You occasionally end up tapping the box a bit too hard and doing accidental jumps in moments of desperation or fury, but that's all part of the fun. Tap Runner is ludicrously competitive in multiplayer, drawing just enough from both skill and luck to ensure that every player has a chance at winning and races can be turned upside-down at a moment's notice by one lapse in concentration. We stress-tested Let's Tap's multiplayer in a roomful of excitable Japanese students, and of all the games on offer Tap Runner proved by far the most popular, probably because it's so worryingly competitive.

Silent Blocks, meanwhile, is by far the most complex game here. It's also the most subversive - it's the game that two or three entranced people are still playing at two in the morning long after everyone else has gotten bored and gone home. There are two variants: one is a very slightly more elaborate Jenga where the velocity of your tapping affects the stability of the tower of blocks, and the other is a slow-paced puzzle game where you remove blocks from the tower to match three like-coloured ones together. It gets steadily more and more complicated - three red or blue makes copper, three copper make silver, three silver make gold and so on up to diamond - and you're in constant peril of collapsing your entire tower and losing all your progress, at which point it's difficult to hold onto the will to live, let alone keep playing.

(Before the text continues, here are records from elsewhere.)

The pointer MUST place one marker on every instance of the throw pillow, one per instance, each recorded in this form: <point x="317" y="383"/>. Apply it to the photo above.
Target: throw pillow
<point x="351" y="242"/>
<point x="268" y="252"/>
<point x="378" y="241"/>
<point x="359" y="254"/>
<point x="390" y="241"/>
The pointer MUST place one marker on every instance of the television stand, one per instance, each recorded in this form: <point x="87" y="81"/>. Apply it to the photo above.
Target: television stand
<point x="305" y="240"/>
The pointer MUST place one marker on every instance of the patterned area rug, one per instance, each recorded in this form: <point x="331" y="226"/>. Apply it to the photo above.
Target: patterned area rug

Bubble Voyager is a little mech shooting game, more notable for its angular, retro visual style than the simple fly-and-shoot gameplay. It has a multiplayer component that weirdly resembles Asteroids - tapping sends your constantly-spinning spacecraft off in whichever direction it's facing and tapping hard launches a missile. Shooting down other players is usually more blind coincidence than skill, but it's entertaining nonetheless.

The collection is rounded off with Visualiser, which is a more concept piece than mini-game. You cycle through various scenarios and accompanying music - a cityscape, a canvas, a pond - and tapping produces different effects, creating ripples in the pond, exploding fireworks over the city nightscape or daubing the canvasses with ink or paint. The game gives you hints as to which patterns will attract enormous fish or other special effects if you can read kanji, but Visualiser is there to show how accurately the tapping works rather than to attract hours of your attention.

'Let's Tap' Screenshot 3

Visualiser is pretty but shallow - hardly representative of the collection.

Obviously, Let's Tap's simplicity means that people who barely understand videogames can play and enjoy it perfectly well. But accessible as it is, the long-term gamer in us still finds Let's Tap compelling because of the minimalism of the design, and the purity of the concept; the games are built around simple, addictive arcade competitiveness. Tap Runner and Bubble Voyager especially have a real retro-SEGA appeal to them, but Let's Tap feels new and innovative - it's a great example of how a new control method can reinvigorate game concepts as old as videogames themselves, and hook a new audience on them. There's something wonderfully heartening about it.

Of Let's Tap's five offerings, one is essential, two more are excellent, and all are inspired examples of minimalist and creative game design. We can only hope that decision to present five perfectly-rounded little slices of action rather than a grab-bag of duds, filler and occasional flashes of brilliance will inspire other developers to do this same. This sits alongside Wii Sports as one of the few worthwhile and interesting mini-game compilations in existence, and as a multiplayer classic for the platform. Can we have it in Europe please, SEGA?

8 / 10

To which SEGA's answer is "Yes, we can!" For the moment though, Let's Tap is available exclusively for Wii in Japan, ahead of its western release this summer.